A study has found both men and women suffer from the joyless ‘syndrome’ known as Resting Bitch Face. But why do we expect everyone to be constantly smiling, asks Deirdre Fidge. It’s disingenuous, and it makes your cheeks hurt.
I had my photo taken recently and found myself wondering if I have Resting Bitch Face.
Publications I write for often ask for an accompanying headshot, so people can put a face to the peculiar stream of gibberish they are reading. I only have heavily-filtered iPhone selfies and my spotty Year 10 school mugshot — neither of these scream, “Please take me seriously as a writer and human lady”.
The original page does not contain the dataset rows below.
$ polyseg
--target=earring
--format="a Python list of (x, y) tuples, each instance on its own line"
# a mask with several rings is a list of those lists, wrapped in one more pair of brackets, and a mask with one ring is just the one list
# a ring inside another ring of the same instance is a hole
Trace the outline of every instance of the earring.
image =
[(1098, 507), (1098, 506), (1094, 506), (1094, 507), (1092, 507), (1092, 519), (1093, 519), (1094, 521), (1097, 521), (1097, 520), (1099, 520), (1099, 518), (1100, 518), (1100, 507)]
So, I had some headshots taken at a local studio.
While viewing the finished photos, I instantly thought the non-smiling pictures made me seem surly. “Woah, that’s a bitchy one,” I thought, looking at a picture of my neutral expression.
But is the face of a non-smiling woman inherently the same as a glaring one?
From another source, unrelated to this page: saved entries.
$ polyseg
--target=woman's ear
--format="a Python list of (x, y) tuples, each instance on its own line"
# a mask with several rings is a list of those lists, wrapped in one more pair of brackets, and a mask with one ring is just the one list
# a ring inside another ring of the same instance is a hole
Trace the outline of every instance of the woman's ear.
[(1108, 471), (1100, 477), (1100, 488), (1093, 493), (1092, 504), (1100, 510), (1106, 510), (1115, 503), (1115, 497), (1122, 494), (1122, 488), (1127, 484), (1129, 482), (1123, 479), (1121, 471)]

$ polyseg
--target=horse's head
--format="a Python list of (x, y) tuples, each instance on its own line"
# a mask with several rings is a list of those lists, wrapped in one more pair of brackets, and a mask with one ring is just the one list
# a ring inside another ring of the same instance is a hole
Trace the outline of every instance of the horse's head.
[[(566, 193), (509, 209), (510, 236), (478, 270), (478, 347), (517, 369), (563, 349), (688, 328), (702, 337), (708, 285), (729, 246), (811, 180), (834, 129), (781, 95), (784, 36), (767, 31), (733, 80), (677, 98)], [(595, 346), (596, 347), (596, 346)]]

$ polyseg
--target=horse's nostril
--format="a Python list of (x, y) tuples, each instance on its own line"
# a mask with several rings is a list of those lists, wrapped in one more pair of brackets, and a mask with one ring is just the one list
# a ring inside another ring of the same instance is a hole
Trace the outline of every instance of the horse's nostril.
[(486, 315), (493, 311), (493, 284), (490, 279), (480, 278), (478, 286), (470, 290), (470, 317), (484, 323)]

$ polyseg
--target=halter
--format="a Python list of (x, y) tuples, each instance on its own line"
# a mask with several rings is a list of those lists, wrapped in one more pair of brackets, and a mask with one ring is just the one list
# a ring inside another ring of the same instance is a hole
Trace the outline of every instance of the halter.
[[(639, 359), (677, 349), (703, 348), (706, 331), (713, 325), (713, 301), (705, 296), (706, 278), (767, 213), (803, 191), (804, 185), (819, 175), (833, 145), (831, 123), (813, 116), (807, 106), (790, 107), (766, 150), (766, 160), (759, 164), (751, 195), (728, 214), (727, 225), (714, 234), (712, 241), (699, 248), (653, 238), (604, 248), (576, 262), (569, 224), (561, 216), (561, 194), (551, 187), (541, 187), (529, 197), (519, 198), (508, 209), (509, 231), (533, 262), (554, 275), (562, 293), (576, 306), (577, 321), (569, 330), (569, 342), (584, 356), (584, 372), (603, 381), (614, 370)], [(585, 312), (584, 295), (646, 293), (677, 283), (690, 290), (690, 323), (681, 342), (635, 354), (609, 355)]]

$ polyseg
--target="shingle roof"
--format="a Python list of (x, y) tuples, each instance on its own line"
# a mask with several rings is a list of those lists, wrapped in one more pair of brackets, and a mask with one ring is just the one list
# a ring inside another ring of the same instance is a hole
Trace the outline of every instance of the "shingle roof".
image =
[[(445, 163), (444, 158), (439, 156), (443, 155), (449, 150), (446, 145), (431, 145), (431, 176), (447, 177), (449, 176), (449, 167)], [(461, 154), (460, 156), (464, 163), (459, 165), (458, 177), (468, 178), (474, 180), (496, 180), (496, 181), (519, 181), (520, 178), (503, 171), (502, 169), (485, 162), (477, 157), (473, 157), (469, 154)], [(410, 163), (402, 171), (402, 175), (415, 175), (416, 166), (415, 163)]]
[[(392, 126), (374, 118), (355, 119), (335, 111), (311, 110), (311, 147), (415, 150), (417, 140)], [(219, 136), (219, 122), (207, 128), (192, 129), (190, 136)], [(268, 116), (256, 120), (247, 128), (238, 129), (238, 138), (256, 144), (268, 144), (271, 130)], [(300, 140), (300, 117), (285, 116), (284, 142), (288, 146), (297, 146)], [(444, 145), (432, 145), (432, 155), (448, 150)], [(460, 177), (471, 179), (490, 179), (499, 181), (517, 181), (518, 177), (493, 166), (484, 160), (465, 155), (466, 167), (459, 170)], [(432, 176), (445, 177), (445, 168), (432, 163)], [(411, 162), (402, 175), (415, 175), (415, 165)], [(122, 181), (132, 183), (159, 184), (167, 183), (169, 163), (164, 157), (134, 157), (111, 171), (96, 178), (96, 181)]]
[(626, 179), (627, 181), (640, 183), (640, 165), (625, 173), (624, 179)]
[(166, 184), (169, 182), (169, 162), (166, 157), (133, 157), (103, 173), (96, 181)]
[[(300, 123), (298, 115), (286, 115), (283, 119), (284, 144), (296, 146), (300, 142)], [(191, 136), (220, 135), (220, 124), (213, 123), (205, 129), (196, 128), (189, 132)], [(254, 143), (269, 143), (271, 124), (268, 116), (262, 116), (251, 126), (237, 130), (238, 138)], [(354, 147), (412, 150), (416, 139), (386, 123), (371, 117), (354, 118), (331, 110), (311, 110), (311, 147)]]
Many women supposedly suffer from an alleged “syndrome” known as Resting Bitch Face: if you aren’t beaming 24/7, you’re seen as a bitch.
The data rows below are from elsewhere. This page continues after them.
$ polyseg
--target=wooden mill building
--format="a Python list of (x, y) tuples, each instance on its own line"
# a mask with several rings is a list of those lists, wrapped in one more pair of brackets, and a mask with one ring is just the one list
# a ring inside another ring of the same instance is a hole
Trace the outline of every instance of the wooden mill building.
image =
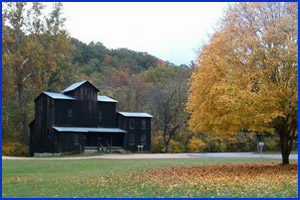
[(29, 125), (31, 156), (100, 147), (150, 151), (152, 116), (117, 112), (118, 101), (98, 92), (89, 81), (74, 83), (62, 93), (42, 92)]

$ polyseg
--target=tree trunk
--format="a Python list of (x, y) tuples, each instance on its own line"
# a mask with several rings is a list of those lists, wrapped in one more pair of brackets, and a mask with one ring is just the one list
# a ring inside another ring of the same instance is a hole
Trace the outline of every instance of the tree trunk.
[(166, 146), (165, 153), (168, 153), (169, 152), (169, 143), (166, 143), (165, 146)]
[(282, 164), (287, 165), (289, 164), (289, 156), (292, 150), (292, 147), (289, 144), (289, 137), (287, 133), (280, 134), (280, 149), (282, 155)]
[(26, 113), (26, 104), (24, 97), (24, 88), (22, 84), (18, 84), (18, 97), (19, 97), (19, 106), (21, 110), (22, 118), (22, 129), (23, 129), (23, 138), (26, 145), (29, 145), (29, 135), (27, 129), (27, 113)]
[(290, 163), (289, 162), (289, 156), (290, 156), (289, 153), (283, 153), (282, 154), (282, 164), (283, 165), (288, 165)]
[(189, 144), (189, 141), (190, 141), (191, 138), (192, 138), (191, 135), (188, 134), (188, 136), (186, 138), (186, 141), (184, 143), (184, 148), (185, 148), (186, 151), (188, 151), (188, 144)]
[(168, 151), (169, 151), (169, 142), (168, 142), (168, 140), (167, 140), (167, 123), (165, 123), (165, 125), (164, 125), (164, 132), (163, 132), (163, 138), (164, 138), (164, 144), (165, 144), (165, 153), (168, 153)]
[(282, 164), (289, 164), (289, 156), (293, 148), (294, 139), (297, 139), (298, 118), (295, 115), (288, 115), (277, 121), (276, 132), (280, 136), (280, 150), (282, 155)]
[(169, 152), (170, 140), (167, 139), (167, 133), (164, 132), (165, 153)]

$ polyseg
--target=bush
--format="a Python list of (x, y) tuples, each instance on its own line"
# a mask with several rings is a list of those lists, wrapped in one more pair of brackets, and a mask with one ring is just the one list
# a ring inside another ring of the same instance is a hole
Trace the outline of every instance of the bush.
[(219, 143), (216, 140), (206, 140), (205, 152), (219, 152)]
[(152, 136), (151, 140), (151, 152), (152, 153), (162, 153), (165, 149), (164, 140), (162, 135), (159, 133)]
[(276, 138), (266, 138), (265, 139), (265, 150), (267, 151), (275, 151), (277, 150), (277, 145), (279, 144), (279, 140), (277, 140)]
[(171, 140), (170, 144), (169, 144), (169, 152), (170, 153), (181, 153), (184, 152), (184, 146), (182, 143), (175, 141), (175, 140)]
[(188, 143), (188, 150), (192, 153), (203, 152), (206, 144), (199, 138), (192, 138)]
[(25, 144), (19, 142), (3, 142), (2, 155), (7, 156), (28, 156), (29, 148)]

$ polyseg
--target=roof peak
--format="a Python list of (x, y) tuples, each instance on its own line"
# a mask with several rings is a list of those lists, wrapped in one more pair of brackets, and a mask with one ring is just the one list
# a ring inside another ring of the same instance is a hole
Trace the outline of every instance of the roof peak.
[[(91, 82), (89, 82), (88, 80), (83, 80), (83, 81), (79, 81), (79, 82), (75, 82), (73, 84), (71, 84), (69, 87), (67, 87), (66, 89), (64, 89), (62, 92), (70, 92), (75, 90), (76, 88), (80, 87), (81, 85), (83, 85), (84, 83), (89, 83), (91, 84), (96, 90), (98, 90)], [(99, 91), (99, 90), (98, 90)]]

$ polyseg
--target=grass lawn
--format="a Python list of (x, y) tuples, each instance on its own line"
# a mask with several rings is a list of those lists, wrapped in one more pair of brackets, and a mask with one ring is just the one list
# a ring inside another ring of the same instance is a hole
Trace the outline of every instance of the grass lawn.
[[(260, 154), (260, 152), (257, 152), (257, 151), (255, 151), (254, 153)], [(280, 151), (263, 151), (262, 154), (280, 154), (281, 155), (281, 152)], [(291, 154), (298, 154), (298, 151), (291, 151), (290, 155)]]
[(274, 159), (3, 160), (2, 197), (298, 197)]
On the flipside, it’s hard to be taken seriously if you are a perpetually-smiling young woman.
People will start referring to you as “perky” and you might become so bubbly and light that you float away into the sky like a dandelion flower.
Male journalists reading the evening news aren’t seen as bitchy despite their neutral facial expressions: they are informative, educated and calm.
As part of a new study — yes, a study was designed specifically to determine what causes RBF — researchers used software called Facereader to analyse over 10,000 images of human faces.
It mapped various points of the image and assigned a level of expression based on eight human emotions: happiness, sadness, fear, anger, disgust, surprise, contempt and neutral.